Performance of this polite rain dance reveals a group of paintings of remarkable freshness. The sensation balances between a hope they represent a taste for crispness on Mme. Picasso’s part and a suspicion that the maestro may have been inclined to palm off unfinished pictures on her. A significant number--such as representions of a dog and a rooster--are little more than gray, monochrome, line-and-wash renderings that look like the opening moves on pictures than never got any further. One has the choice of finding them interesting insights into a great painter’s attack or disappointingly thin.

Advertisement

If the latter conclusion is reached, there are compensations. There are nice little oddities, such as a dove painted by Picasso’s teacher-father, and one of his own precocious demonstrations, a very solid academic oil study of “The Flight Into Egypt” done when he was 14 years old.
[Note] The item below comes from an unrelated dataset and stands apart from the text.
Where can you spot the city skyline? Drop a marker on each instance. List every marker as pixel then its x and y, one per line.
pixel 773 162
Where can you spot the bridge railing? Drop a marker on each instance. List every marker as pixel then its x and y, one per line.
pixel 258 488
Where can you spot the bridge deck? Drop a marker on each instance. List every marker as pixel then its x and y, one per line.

There’s a blue period nude, a dazzling trio of bullfight-theme pictures and a tour-de-force 1964 “Jacqueline Seated With Her Cat.” In it, he moves effortlessly from a Cubist body to a classical head and throws in an Expressionist kitty for laughs.

It may just be impossible to do a bad Picasso exhibition. The man was such a phenomenon, a pictorial genius with more moods than a Colette heroine, more insight than Svengali and more bratty choler than Rollo the Rich Kid. Looking, you can’t decide whether to be more amazed at his technical command or his temperamental range. One minute he’s this delicate sentimentalist painting his son as Pierrot, the next he’s mad old Lear having a tantrum over age and impotence.

All that given, the closest thing this show offers to a new insight is the whiff of a hint that Picasso may have done something he is never suspected of doing. It looks like, just maybe, the old boy occasionally worried about other artists even after he was the undisputed King of the Hill. Some late pictures suggest he couldn’t resist the urge to prove he could beat Willem de Kooning and Francis Bacon at their own games. For good measure, he tossed some Bronx cheers in the direction of the Minimalist and Pop artists. Maybe.

But truth to tell, these unseen Picassos inspire nothing beyond routine (if scarely insignificant) admiration. The show balances its interesting offbeatness with gaping holes in the Cubist period and scarely a great painting from any time.

Finally, the Montreal exhibitions make a cosmopolitan city of 3 million souls look a bit provincial. The shows not only succumb to the extravaganza syndrome, they try to repeat previous successes. May St. Catherine preserve us, the museum world is now spawning sequels, just like Hollywood.